Objective Eel is a major freshwater aquaculture economic species in China. Eel is rich in nutrients and delicious meat, which is very popular among consumers. However, with the continuous development of intensive aquaculture mode, there are more and more kinds of diseases in eel culture, among which the danger of viral diseases is particularly serious. Anguillid herpesvirus (AngHV) poses a significant threat to eel (Anguilla) breeding, often resulting in economic losses. Developing rapid detection technologies for AngHV is crucial for disease prevention and control in China’s eel industry.

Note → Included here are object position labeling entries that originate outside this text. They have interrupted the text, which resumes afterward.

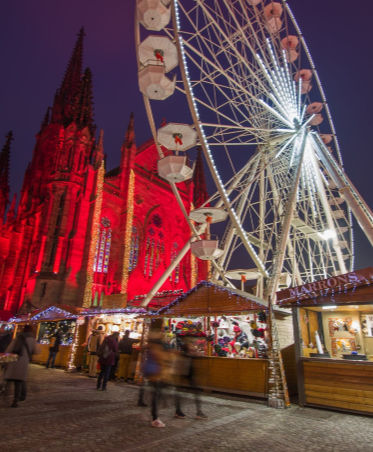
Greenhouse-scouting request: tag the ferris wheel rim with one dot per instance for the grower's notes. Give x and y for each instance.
(201, 125)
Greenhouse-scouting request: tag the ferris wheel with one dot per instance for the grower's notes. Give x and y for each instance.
(238, 81)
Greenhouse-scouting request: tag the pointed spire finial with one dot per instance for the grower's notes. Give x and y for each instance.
(130, 134)
(45, 120)
(84, 116)
(4, 175)
(12, 209)
(99, 155)
(67, 97)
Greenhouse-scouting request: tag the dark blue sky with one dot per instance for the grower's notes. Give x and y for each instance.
(37, 38)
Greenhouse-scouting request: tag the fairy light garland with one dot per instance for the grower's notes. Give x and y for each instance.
(166, 309)
(87, 298)
(128, 233)
(74, 347)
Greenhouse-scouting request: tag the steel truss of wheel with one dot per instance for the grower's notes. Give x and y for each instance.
(263, 123)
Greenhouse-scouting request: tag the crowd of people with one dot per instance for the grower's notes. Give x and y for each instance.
(110, 357)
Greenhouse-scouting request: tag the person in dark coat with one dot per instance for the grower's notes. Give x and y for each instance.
(5, 340)
(107, 355)
(53, 349)
(125, 350)
(25, 346)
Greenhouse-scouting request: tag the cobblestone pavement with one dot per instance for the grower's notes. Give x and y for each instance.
(64, 412)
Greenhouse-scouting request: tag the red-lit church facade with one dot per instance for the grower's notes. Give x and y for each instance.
(82, 235)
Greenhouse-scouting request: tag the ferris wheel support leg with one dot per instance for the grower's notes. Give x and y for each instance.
(278, 395)
(356, 203)
(166, 274)
(289, 214)
(172, 267)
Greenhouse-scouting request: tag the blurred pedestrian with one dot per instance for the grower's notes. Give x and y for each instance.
(107, 354)
(24, 345)
(153, 370)
(125, 352)
(184, 375)
(94, 341)
(6, 338)
(53, 349)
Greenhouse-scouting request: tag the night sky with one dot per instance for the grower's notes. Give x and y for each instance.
(37, 38)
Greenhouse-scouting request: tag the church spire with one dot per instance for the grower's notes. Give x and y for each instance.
(99, 155)
(85, 108)
(4, 175)
(12, 209)
(130, 134)
(129, 145)
(200, 194)
(45, 120)
(67, 97)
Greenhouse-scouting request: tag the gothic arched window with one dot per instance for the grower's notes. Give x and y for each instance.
(134, 250)
(101, 263)
(154, 246)
(175, 275)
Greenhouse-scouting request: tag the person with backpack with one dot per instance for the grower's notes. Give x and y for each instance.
(154, 366)
(24, 345)
(107, 354)
(53, 349)
(94, 341)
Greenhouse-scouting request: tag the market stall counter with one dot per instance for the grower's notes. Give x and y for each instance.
(333, 326)
(47, 322)
(233, 354)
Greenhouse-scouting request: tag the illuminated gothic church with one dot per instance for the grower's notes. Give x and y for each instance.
(82, 235)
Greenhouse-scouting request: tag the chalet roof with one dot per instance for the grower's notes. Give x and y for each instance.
(350, 288)
(207, 298)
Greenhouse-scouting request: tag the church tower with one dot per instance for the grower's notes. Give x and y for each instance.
(82, 235)
(58, 194)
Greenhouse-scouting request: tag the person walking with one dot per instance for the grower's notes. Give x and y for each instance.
(53, 350)
(153, 370)
(184, 374)
(24, 345)
(125, 352)
(107, 353)
(94, 341)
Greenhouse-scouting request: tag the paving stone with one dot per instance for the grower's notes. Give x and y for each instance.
(64, 412)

Methods AngHV DNA was extracted from liver and gill tissues of diseased eels in the laboratory using a DNA extraction kit. This study designed amplification primers and probes targeting AngHV ORF55 to establish basic RPA and RPA coupled with lateral flow detection (RPA-LFD) methods. The effects of time and temperature variations on RPA and RPA-LFD amplification were investigated. The sensitivity, specificity, and clinical applicability of both methods were compared.

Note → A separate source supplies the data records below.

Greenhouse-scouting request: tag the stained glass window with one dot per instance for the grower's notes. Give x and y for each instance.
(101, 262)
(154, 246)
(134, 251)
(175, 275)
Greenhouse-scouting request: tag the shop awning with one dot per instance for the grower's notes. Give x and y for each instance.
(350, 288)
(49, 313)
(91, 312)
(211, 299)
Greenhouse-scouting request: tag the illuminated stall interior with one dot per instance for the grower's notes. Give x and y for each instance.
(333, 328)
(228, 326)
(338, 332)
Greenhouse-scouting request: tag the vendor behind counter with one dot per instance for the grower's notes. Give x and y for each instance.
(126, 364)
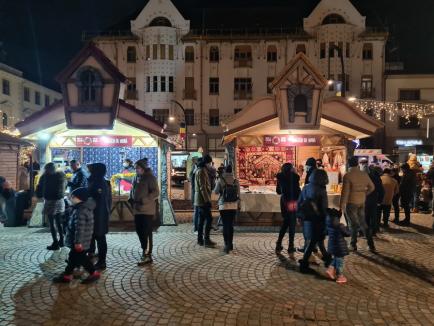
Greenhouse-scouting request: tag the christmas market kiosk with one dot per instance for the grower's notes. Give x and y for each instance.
(293, 124)
(94, 124)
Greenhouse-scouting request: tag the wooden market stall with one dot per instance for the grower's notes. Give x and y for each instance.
(292, 125)
(94, 124)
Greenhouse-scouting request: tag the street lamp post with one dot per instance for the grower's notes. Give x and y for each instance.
(341, 55)
(185, 123)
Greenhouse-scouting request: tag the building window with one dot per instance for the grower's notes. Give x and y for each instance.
(161, 115)
(90, 86)
(272, 53)
(170, 52)
(269, 81)
(189, 117)
(409, 94)
(242, 88)
(300, 48)
(189, 91)
(171, 84)
(148, 52)
(155, 84)
(6, 87)
(322, 51)
(214, 54)
(367, 51)
(163, 83)
(213, 86)
(160, 21)
(5, 120)
(148, 84)
(214, 117)
(26, 94)
(243, 56)
(131, 54)
(38, 98)
(132, 89)
(333, 19)
(162, 51)
(155, 51)
(411, 122)
(189, 54)
(366, 90)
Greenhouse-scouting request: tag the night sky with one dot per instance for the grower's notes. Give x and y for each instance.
(39, 37)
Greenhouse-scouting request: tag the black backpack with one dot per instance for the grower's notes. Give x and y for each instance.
(230, 192)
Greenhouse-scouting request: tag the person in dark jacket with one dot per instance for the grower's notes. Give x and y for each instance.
(374, 199)
(51, 188)
(288, 187)
(79, 177)
(407, 190)
(78, 237)
(337, 246)
(100, 191)
(314, 195)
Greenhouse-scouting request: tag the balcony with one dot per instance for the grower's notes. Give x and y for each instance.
(242, 95)
(190, 94)
(243, 63)
(367, 93)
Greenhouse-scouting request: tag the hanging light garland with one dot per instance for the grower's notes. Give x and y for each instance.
(406, 110)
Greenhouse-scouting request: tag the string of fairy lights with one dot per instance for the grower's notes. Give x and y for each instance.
(393, 110)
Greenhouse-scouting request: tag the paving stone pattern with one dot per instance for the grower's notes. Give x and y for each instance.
(191, 285)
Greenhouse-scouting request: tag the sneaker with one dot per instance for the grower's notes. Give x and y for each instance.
(100, 266)
(331, 272)
(63, 279)
(208, 243)
(146, 260)
(91, 278)
(54, 246)
(279, 248)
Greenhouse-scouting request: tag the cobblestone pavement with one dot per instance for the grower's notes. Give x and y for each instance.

Results Both basic RPA and RPA-LFD assays amplified products of 394 bp within 20 to 40 minutes.The basic RPA assay time exceeded 80 min, which easily led to the appearance of stray bands. When the RPA-LFD detection time was extended to 160 min, the negative control group was prone to false positives. Temperature variations between 37 °C to 43 °C minimally affected amplification efficiency. It indicated that the change in temperature has little effect on the amplification results. Specificity tests showed no cross-reactivity with Eel circovirus, Cyprinid herpesvirus, and Koi herpesvirus. RPA-LFD exhibited high sensitivity with a detection limit of 1.32×10⁰ copies/mL, while basic RPA had a limit of 1.32×10³ copies/mL. Testing 20 clinical eel samples yielded consistent results between the two assays, with a 30% positive detection rate, indicating promising clinical applicability for both methods.

Conclusion In this study, the primers of basic RPA and RPA-LFD were designed in the conserved region of AngHV genes, and the reaction time and temperature were optimised, and finally the rapid detection methods of basic RPA and RPA-LFD for AngHV were established. Both methods have the advantages of rapidity, sensitivity, specificity and good clinical application. The basic RPA and RPA-LFD assays for AngHV detection are suitable for use in grassroots research institutes, eel product processing farms, and breeding facilities. These methods expand the toolkit for detecting eel herpesvirus, enhancing disease management in the eel industry.